Turismo tenta renascer na região

Pelo menos nas áreas centrais de Nova Friburgo, Petrópolis e Teresópolis, as marcas da tragédia vão, aos poucos, ficando para trás. Ali se multiplicam turistas passeando com câmeras e comprando lembrancinhas. Segundo empresários, a atividade, depois de sofrer um impacto imediato com o desastre, começou a crescer principalmente a partir de 2014.

Em Nova Friburgo, a área central da cidade, umas das mais atingidas pelo desastre, aos poucos se recupera. O teleférico, principal ponto turístico da cidade, voltou a funcionar há um ano e meio.

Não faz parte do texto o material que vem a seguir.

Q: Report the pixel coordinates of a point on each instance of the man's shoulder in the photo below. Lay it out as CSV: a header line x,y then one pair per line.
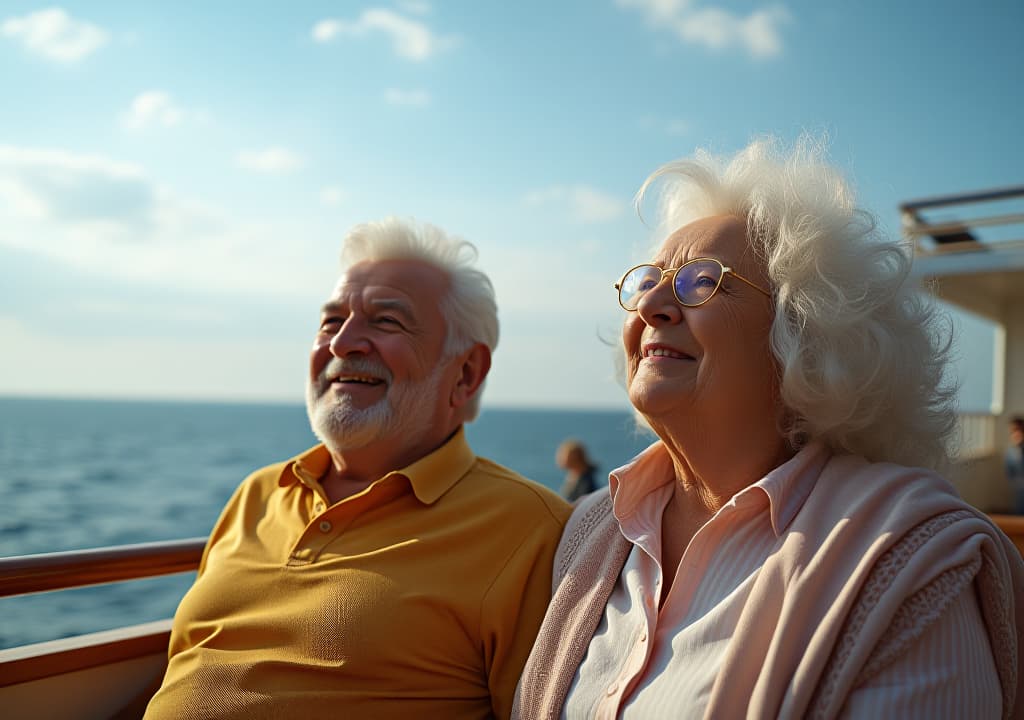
x,y
518,493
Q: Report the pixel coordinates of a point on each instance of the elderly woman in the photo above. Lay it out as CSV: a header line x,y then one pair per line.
x,y
781,550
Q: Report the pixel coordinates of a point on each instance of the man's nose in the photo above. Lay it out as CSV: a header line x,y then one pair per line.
x,y
350,339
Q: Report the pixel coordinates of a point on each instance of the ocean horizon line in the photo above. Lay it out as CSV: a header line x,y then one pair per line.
x,y
276,403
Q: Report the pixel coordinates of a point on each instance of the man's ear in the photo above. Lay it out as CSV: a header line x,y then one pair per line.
x,y
473,371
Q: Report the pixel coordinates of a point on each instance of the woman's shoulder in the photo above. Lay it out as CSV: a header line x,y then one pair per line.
x,y
589,531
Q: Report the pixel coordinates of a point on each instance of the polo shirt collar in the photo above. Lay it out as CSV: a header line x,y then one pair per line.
x,y
430,476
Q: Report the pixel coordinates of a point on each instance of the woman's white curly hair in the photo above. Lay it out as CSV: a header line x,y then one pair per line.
x,y
860,351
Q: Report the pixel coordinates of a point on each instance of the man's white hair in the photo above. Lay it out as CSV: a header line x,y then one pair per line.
x,y
861,352
469,307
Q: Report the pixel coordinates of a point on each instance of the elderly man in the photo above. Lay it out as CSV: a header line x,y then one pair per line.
x,y
387,573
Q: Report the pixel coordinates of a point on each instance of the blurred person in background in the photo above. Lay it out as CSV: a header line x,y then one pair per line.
x,y
1014,464
786,548
580,470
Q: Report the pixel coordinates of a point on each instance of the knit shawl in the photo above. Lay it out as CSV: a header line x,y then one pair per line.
x,y
885,548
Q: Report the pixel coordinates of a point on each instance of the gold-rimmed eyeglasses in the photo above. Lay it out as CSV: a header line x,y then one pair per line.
x,y
693,283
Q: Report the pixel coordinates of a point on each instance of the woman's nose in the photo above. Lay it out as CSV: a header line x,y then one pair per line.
x,y
658,304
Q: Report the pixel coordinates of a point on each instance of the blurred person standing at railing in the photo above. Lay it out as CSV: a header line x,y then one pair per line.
x,y
1015,463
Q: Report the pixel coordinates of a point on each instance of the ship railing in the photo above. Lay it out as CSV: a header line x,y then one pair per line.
x,y
975,436
941,237
101,675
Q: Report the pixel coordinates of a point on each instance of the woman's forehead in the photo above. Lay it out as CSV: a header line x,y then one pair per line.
x,y
722,237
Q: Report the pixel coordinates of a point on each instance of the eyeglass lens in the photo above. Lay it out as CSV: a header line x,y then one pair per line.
x,y
694,283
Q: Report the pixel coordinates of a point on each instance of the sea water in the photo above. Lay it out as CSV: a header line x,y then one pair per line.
x,y
91,473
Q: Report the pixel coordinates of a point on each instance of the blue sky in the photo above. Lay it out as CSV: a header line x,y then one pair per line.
x,y
175,178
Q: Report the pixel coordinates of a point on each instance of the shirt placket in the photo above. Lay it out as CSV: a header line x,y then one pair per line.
x,y
329,523
644,597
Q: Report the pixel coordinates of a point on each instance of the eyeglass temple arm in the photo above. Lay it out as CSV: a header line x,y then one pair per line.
x,y
753,285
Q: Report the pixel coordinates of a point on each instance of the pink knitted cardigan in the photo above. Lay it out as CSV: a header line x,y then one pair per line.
x,y
883,548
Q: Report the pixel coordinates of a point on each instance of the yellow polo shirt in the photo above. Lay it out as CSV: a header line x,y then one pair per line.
x,y
419,597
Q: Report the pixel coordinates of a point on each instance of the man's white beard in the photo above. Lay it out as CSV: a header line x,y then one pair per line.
x,y
403,414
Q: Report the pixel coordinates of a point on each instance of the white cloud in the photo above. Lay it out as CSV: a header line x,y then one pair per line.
x,y
416,7
585,205
758,33
270,160
153,109
110,218
410,39
416,98
52,184
333,196
54,34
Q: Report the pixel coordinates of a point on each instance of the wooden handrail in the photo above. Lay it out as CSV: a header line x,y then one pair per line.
x,y
75,568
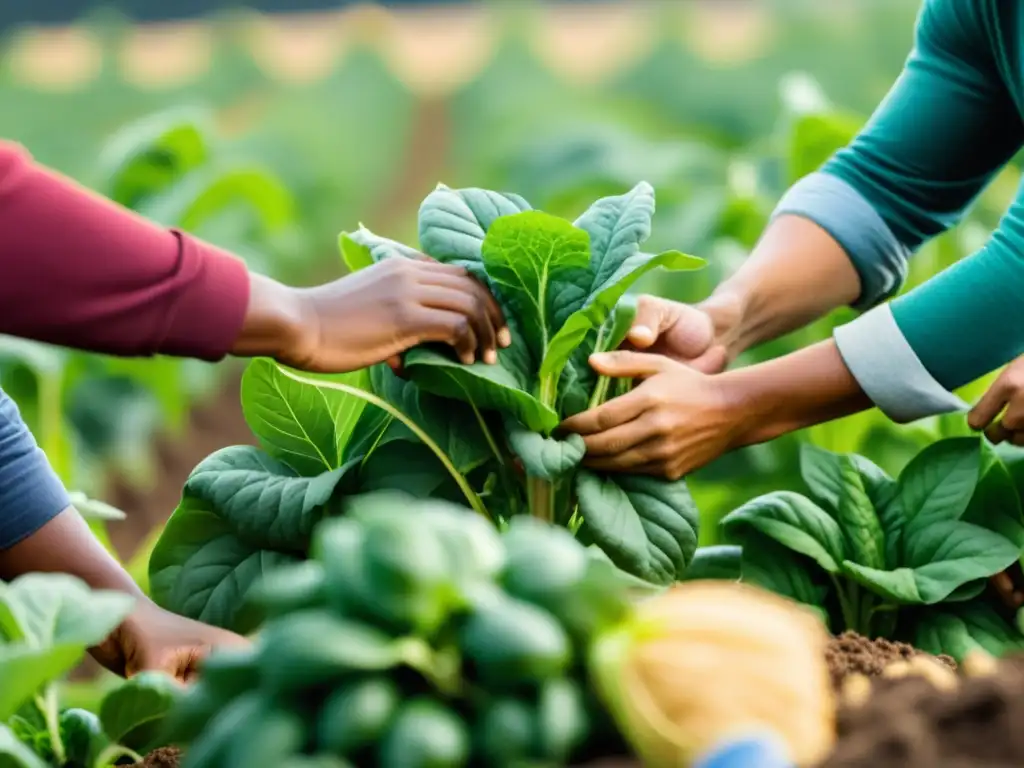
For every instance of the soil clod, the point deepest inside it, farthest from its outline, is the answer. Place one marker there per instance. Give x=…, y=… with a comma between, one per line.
x=851, y=653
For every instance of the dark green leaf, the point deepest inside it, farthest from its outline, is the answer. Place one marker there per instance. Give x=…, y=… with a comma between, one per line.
x=133, y=713
x=647, y=526
x=303, y=426
x=794, y=521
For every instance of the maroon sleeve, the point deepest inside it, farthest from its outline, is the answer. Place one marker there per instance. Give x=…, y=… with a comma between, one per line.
x=79, y=270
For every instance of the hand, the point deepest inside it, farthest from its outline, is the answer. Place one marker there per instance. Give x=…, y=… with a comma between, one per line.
x=677, y=420
x=1007, y=392
x=373, y=315
x=156, y=639
x=684, y=333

O administrador da atração, Rodolfo Acri, amargou R$ 10 milhões de prejuízo nos anos em que as cadeirinhas permaneceram paradas. Com a reabertura, o teleférico agora transporta dez mil passageiros por mês:

— Acredito na cidade e vou continuar investindo — afirma Rodolfo, que inaugurou um boliche e, até o fim do ano, abrirá uma pista de patinação no gelo.

Já Petrópolis, onde o turismo representa 6% do PIB municipal (R$ 660 milhões), chegou à marca de 111 locais de hospedagem em 2015, quase 15% a mais que em 2012. O Museu Imperial, sua principal atração, recebeu 375.986 visitantes no ano passado (um aumento de 19,97% em relação a 2014).

— A cidade está retomando a atividade. Os números são fantásticos — comemora o prefeito Rubens Bomtempo.

Segundo o empresário Fabio Costa Velho, presidente do Teresópolis Convention & Visitors Bureau, houve uma expansão recente do ramo imobiliário e investimentos em novos negócios:

— Naturalmente, o comércio foi afetado, mas se reergue com rapidez — analisa o empresário. — Apesar da crise da administração municipal, muitos empresários têm investido em Teresópolis, acreditando em um futuro próximo.